Thursday, 27 August 2009
'I love a public road'
– wrote Wordsworth in The Prelude:
... few sights there are
That please me more. ...the lonely roads
Were schools to me in which I daily read
With most delight the passions of mankind,
There saw into the depth of human souls.
For him the road was the essence of sociability, a place to meet people and listen to their stories. How the world has changed! Yesterday I walked in the rain south from Quarry Moor Nature Reserve on the edge of Ripon, towards Markenfield Hall on the A61. Sociable? You are more likely to meet a unicorn on a main road in the countryside than a fellow pedestrian. The roadside has become the most a-social and least hospitable place in the world; dangerous, noisy, smelly, polluted and wet.
Wet in particular, because there is no pavement so you have to walk in the long grass on the verge, and spray is thrown continuously at your legs.
The bus can rescue us – time and again if necessary – from the purgatory of the roadside.
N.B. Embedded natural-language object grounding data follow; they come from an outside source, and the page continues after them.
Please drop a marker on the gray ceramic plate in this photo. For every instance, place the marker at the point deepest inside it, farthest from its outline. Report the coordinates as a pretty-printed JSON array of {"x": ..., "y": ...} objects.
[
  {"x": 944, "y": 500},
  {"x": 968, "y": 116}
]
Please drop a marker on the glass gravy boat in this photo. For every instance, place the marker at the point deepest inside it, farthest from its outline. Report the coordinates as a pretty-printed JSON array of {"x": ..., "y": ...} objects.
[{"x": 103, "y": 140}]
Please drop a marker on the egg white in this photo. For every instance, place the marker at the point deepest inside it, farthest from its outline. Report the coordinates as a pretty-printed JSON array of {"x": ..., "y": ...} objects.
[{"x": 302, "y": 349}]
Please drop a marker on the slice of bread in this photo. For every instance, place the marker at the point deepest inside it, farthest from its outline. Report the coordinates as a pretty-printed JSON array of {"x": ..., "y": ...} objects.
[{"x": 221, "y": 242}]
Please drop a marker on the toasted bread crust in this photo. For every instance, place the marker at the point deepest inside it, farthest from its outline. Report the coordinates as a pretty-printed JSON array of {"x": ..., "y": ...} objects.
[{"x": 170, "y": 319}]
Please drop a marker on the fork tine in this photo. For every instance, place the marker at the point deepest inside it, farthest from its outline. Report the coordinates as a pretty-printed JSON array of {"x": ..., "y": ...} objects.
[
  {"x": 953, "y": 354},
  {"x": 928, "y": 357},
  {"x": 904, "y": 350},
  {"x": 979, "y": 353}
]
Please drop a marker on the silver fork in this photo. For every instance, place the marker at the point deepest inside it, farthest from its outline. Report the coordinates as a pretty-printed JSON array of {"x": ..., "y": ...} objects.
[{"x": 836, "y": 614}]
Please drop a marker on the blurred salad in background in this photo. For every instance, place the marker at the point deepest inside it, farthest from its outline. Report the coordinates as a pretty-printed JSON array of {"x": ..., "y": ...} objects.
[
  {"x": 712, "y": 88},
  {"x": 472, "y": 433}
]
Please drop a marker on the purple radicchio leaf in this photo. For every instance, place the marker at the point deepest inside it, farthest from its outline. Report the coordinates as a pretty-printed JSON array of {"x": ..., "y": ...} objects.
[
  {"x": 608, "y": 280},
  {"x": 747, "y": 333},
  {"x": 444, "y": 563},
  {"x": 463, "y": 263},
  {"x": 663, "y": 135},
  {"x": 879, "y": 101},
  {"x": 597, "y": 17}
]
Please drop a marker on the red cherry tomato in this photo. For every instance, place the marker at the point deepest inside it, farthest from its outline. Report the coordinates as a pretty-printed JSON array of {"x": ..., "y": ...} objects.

Not just because it is nearly always there, passing every 20 minutes in either direction, but because (despite limited stops in town) it stops at all sorts of interesting country places: Dunkeswick Lane, Nidd Bridge, Markington Crossroads; places you could never stop in a private vehicle.
So although the bus is a creature of the road, it reclaims the road from the tyranny of the car.